According to the Japanese paint manufacturer, one of the major global suppliers of marine coatings, ship repair projects at facilities in Turkey’s Tuzla district have increased by 15 to 20% over the past 12 months, with many repair yards close to capacity.
Capt. Baybora Yildirim, Managing Director, Nippon Paint Marine Turkey, said the confluence of a number of market dynamics has had a beneficial impact on the region’s maritime cluster.
In particular, he singled out the expiry of drydock extension certificates issued 6 to 12 months ago combined with capacity issues at Asian facilities amid a resurgence in COVID cases.
“Historically high freight rates have resulted in owners deferring scheduled drydockings to allow vessels to keep on trading, but many of these certificates are due to expire, resulting in increased drydocking activity.

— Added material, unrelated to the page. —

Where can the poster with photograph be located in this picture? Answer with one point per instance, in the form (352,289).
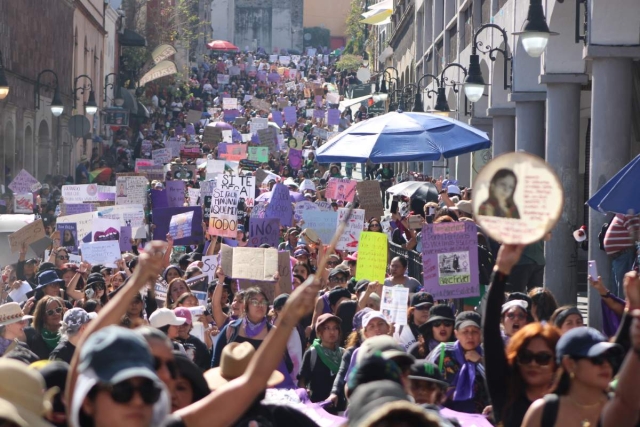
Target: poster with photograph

“Shipowners are also being hit by a tightening of COVID restrictions in China and Singapore, where vessels are waiting at anchorage for up to two weeks. And with shipowners looking at keeping their vessels trading for as long as possible we are seeing more ships heading directly to Turkey, in some cases on the last day of their drydock extension rather than lose any trading days.”
Capt. Yildirim furthered that market dynamics are also resulting in an increase in orders for higher value coating systems designed to keep drydock time to a minimum.
“When times are bad, shipowners will consider cost over performance, but we are seeing the reverse today: its quality over cost. Shipowners are investing in coatings proven to perform over extended periods.”
John Drew, Director, Nippon Paint Marine Europe, said: “I have never seen a supply and demand imbalance quite like the one we are seeing today. Freight rates have quadrupled; they are so high at the moment that every shipowner wants to be at sea with a cargo earning money, rather than in drydock. When you consider the time charter rate for a handy size bulker is about US$30,000, then a drydocking can be a very a costly business. It is for this reason we developed FASTAR.”
Nippon Paint Marine’s new antifouling system minimise the time in drydock required for hull coating work. Depending on the vessel, a FASTAR application can reduce drydock time for a two-coat system by one day.
“A paint job can now be like a Formula 1 car entering the pits: in and out in no time,” said Drew.
Nippon Paint Holdings has had a presence in Turkey since 2016, when it opened Nippon Paint Turkey Denizcilik Boya Sanayi Ve Ticaret A.S. The Japanese company then went on to expand its foothold in the region with the acquisition of Betek Boya in 2019, giving the company the largest coatings market share in the country.
“Turkey is a more popular region to drydock than it was ten years ago, due largely to the improvements made in quality control,” said Capt. Yildirim. “We are working on about 12-14 projects each month, some of which are for the world’s major shipowners and container lines, which are now regularly drydocking at Turkish yards.”
Typically, vessels of between 3,000 and 25,000dwt drydock at Tuzla’s 44 repair yards. Yalova, near the eastern coast of the Sea of Marmara, tends to attract larger vessels up to 120,000dwt.